Olivier Rouvé a fait construire les bâtiments
précités. Le 27 août 2011, il a écrit à la municipalité afin de préciser ou
rectifier certains éléments, étant donné que son voisin Jean-François Cossetto
avait laissé entendre, dans une lettre, que la réalisation du projet ne
respectait pas en tous points les autorisations délivrées (il dénonçait la pose
de lucarnes à châssis rampants sur le pan sur de la toiture du bâtiment, en
contravention avec l'art. 17 RPPA). A propos des "fenêtres de toit",
Olivier Rouvé a notamment écrit ce qui suit, après avoir fait référence au
dossier qu'il avait déposé en vue d'obtenir le permis de construire
complémentaire:
"[…] De toute bonne foi, je pensais que
l'intégration du puits de lumière avait été acceptée formellement par la
municipalité. Finalement, en cours de construction et pendant l'élaboration de
l'aspect énergétique avec la société Solaire 1300 de Gryon, mon choix pour les
panneaux s'est porté sur la marque suisse 3S. Pour des raisons techniques, j'ai
prévu trois rangées au lieu de deux puisque les panneaux avaient d'autres
dimensions, sans pour autant changer la surface totale. Pour des raisons de
coût des appartements encore à vendre, j'ai décidé de supprimer 6 des 8
éléments vitrés mis à l'enquête et validée par le permis de construire, et de
n'en conserver que deux.
Je connaissais la teneur de l'article 17
[RPPA] mais dans la mesure où mes éléments vitrés ne sont pas de simples Velux
posés au milieu de la toiture et la défigurant, mais des éléments vitrés de
même apparence que les 100 autres, j'étais simplement et en toute bonne foi
parti de l'idée que le dispositif était admis.
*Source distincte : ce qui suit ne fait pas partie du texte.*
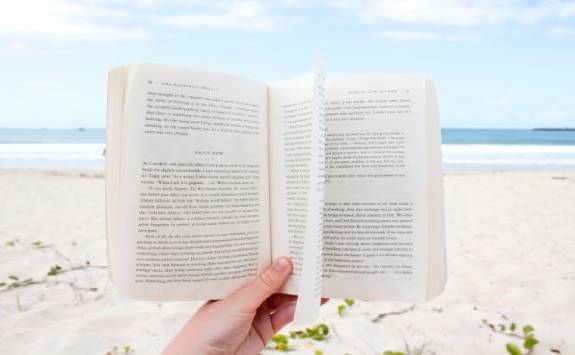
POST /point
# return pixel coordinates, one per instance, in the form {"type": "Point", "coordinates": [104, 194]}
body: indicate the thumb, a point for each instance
{"type": "Point", "coordinates": [252, 295]}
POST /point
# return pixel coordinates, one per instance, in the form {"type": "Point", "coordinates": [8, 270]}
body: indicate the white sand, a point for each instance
{"type": "Point", "coordinates": [511, 252]}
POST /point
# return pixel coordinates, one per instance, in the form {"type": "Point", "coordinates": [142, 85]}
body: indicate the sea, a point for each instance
{"type": "Point", "coordinates": [462, 149]}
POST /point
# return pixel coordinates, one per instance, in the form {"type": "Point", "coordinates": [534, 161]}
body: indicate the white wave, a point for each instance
{"type": "Point", "coordinates": [509, 156]}
{"type": "Point", "coordinates": [52, 151]}
{"type": "Point", "coordinates": [481, 156]}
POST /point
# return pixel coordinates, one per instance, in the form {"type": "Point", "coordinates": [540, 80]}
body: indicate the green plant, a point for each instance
{"type": "Point", "coordinates": [527, 335]}
{"type": "Point", "coordinates": [281, 342]}
{"type": "Point", "coordinates": [319, 332]}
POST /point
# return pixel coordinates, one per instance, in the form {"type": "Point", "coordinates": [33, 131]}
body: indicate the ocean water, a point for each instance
{"type": "Point", "coordinates": [462, 149]}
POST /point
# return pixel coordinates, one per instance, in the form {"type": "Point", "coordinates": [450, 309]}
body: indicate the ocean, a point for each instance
{"type": "Point", "coordinates": [463, 149]}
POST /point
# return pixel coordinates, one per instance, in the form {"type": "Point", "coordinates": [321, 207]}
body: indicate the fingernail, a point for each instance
{"type": "Point", "coordinates": [281, 264]}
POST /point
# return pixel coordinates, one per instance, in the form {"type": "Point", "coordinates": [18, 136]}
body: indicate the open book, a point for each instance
{"type": "Point", "coordinates": [209, 177]}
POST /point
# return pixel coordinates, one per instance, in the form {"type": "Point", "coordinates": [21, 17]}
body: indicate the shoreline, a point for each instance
{"type": "Point", "coordinates": [510, 255]}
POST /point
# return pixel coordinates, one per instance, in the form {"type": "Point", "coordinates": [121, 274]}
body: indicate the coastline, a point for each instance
{"type": "Point", "coordinates": [510, 245]}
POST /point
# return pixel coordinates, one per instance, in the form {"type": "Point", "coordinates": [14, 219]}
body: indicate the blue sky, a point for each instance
{"type": "Point", "coordinates": [504, 64]}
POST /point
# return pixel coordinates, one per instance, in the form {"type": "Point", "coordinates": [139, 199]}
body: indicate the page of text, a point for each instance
{"type": "Point", "coordinates": [375, 211]}
{"type": "Point", "coordinates": [297, 141]}
{"type": "Point", "coordinates": [195, 184]}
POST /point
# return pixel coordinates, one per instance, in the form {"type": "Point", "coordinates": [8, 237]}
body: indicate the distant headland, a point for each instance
{"type": "Point", "coordinates": [554, 129]}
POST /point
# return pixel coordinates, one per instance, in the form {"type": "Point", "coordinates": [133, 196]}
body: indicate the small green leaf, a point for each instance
{"type": "Point", "coordinates": [311, 331]}
{"type": "Point", "coordinates": [528, 329]}
{"type": "Point", "coordinates": [54, 270]}
{"type": "Point", "coordinates": [530, 342]}
{"type": "Point", "coordinates": [319, 337]}
{"type": "Point", "coordinates": [512, 349]}
{"type": "Point", "coordinates": [280, 338]}
{"type": "Point", "coordinates": [298, 334]}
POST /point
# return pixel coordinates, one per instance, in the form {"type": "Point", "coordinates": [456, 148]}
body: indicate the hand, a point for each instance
{"type": "Point", "coordinates": [244, 322]}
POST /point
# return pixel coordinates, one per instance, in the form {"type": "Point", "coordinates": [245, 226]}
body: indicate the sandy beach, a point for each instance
{"type": "Point", "coordinates": [511, 258]}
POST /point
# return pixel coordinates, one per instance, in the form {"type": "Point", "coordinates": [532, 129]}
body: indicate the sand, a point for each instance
{"type": "Point", "coordinates": [511, 258]}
J'ai appris que la pose de lucarnes à
châssis rampant avait été interdite lors de la rédaction du règlement de ce PPA
en 1988, car elles auraient pu éblouir la faune dans la zone du Marais. Fort de
cette explication, je pensais d'autant plus que la pose de 100 m2 de panneaux
en verre avait obtenu la dérogation au but visé par cet article.
Le bâtiment a commencé sa production
d'électricité que nous réinjectons dans le réseau des FMA depuis quelques
jours; nous produirons chaque année jusqu'à 10'000 Kwh et couvrions 30 à 40 %
de nos besoins en eau chaude avec les panneaux thermiques. "
F.
Le 21 septembre 2011, la municipalité a imparti
à Olivier Rouvé un "délai au 30 novembre pour éliminer les châssis
rampants installés sans autorisation". Cette décision indiquait la voie du
recours au Tribunal cantonal. Elle se référait notamment à "l'intervention
de M. Jean-François Cossetto, propriétaire voisin, dénonçant certaines irrégularités
dans la construction [d'Olivier Rouvé]".
G.
Agissant le 21 octobre 2011 par la voie du
recours de droit administratif, Olivier Rouvé demande à la Cour de droit
administratif et public du Tribunal cantonal d'annuler la décision municipale
du 21 septembre 2011. Il fait valoir que les deux châssis rampants dont la
municipalité demande l'élimination, "perdus au milieu de 104 panneaux
solaires" et donc "totalement invisibles", ont été autorisés le
24 mars 2010.
H.
Dans sa réponse du 21 décembre 2011, la
municipalité conclut au rejet du recours.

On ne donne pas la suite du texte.